Ya lejos del componente más general, centrándome en lo que siento ahora mismo a nivel personal, no dejo de preguntarme por qué me ha afectado tanto. Por qué otras películas no tanto, y estas sí. La primera no deja de ser un enigma que a todos los insatisfechos nos gusta intentar resolver; la segunda no va más allá de un drama real y contundente sobre que el amor no siempre vence porque lamentablemente no somos capaces de controlar todos los elementos circunstanciales que influyen positiva y negativamente.

Me detengo más en el desgarro que me produce esta segunda, y reflexiono. Estoy llegando a la conclusión de que la he sentido más porque entendí a sus protagonistas más allá de sus gestos, porque me adentré en su intrahistoria y comprendí perfectamente el amor que sentían el uno por el otro en apenas un plano de sus miradas que no dura ni dos segundos. Tal vez antes no me ocurría porque todavía tenía mucho que descubrir en mi vida real, en esos días que controlo sólo yo.

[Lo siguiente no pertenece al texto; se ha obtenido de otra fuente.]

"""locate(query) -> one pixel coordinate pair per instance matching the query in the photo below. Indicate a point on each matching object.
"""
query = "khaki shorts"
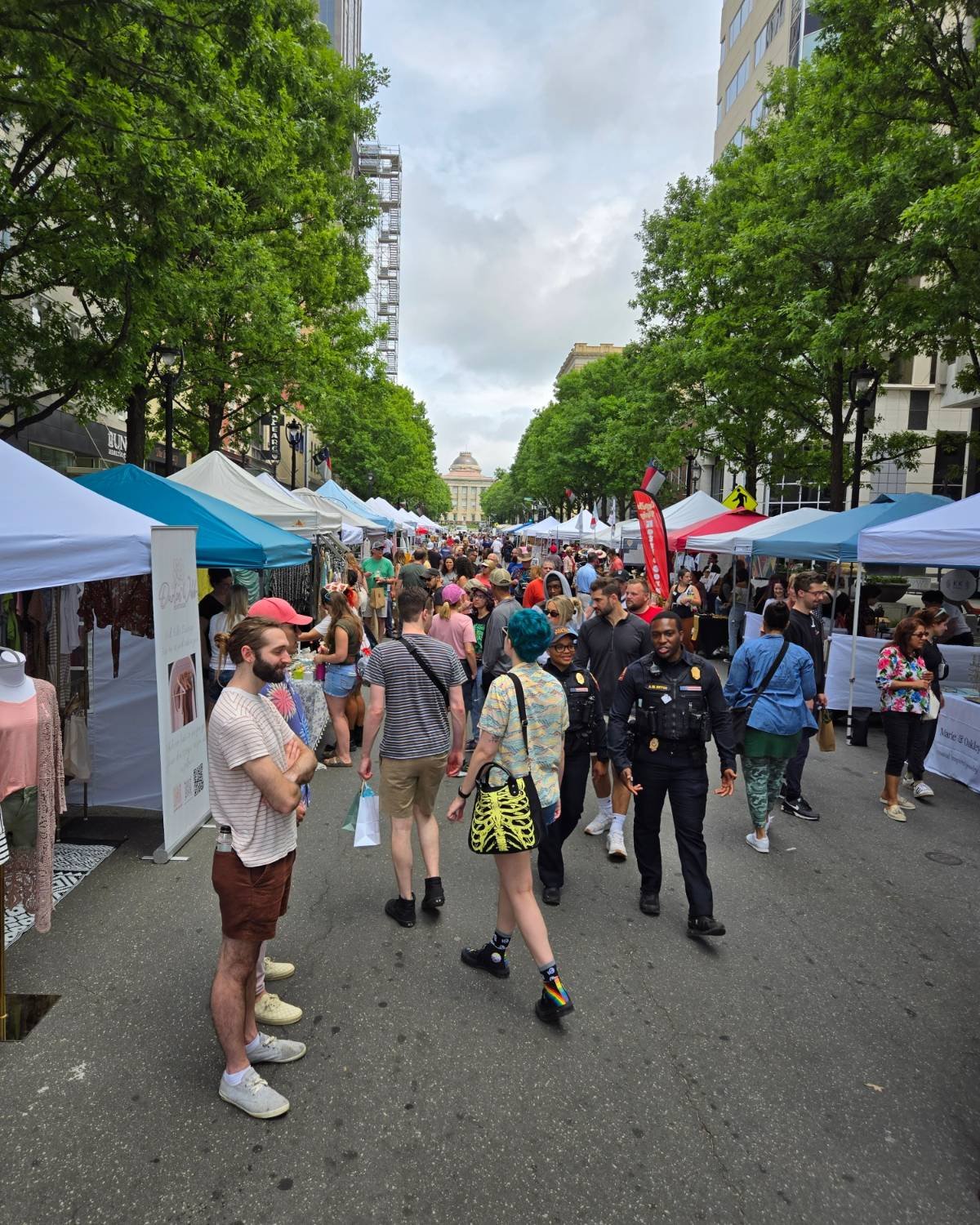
(411, 783)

Creo que por eso el dolor del deterioro y la pérdida de algo tan valioso me arrasó tanto. Porque me dejé llevar por cada segundo en el que se combinaba imagen y sonido y me metí de lleno en ese amor natural y despreocupado del que surgieron cosas hermosas y que un golpe brutal lo dejó temblando e incapaz de recuperarse. Incapaz de recuperarse. Los dos protagonistas sufrían paulatinamente debatiéndose entre aceptar y no aceptarlo: que se amaban, pero su tiempo había terminado. "Que la vida no hace regalos como ese", dirá, resignada y aceptando la derrota, su protagonista femenina.

Todavía siento su dolor, el de él y el de ella, aquí conmigo. Supongo que parte de la culpa la tiene esa comprensión de la que escribo, esa aprehensión superior de todo lo que ocurría. Ese nivel de percepción que antes, creo, no habría podido alcanzar nunca sin todo lo vivido estos últimos seis meses. Y que sin embargo ahora aquí me tiene, con las costillas espiritualmente doloridas, fascinándome por esa fuerza tan íntima y azarosa.

Esa fuerza, que sigue aquí, todavía hoy, y que al final me remite de una manera agridulce a lo mismo: por qué me gusta tanto sentir, y por qué me gusta tantísimo esto.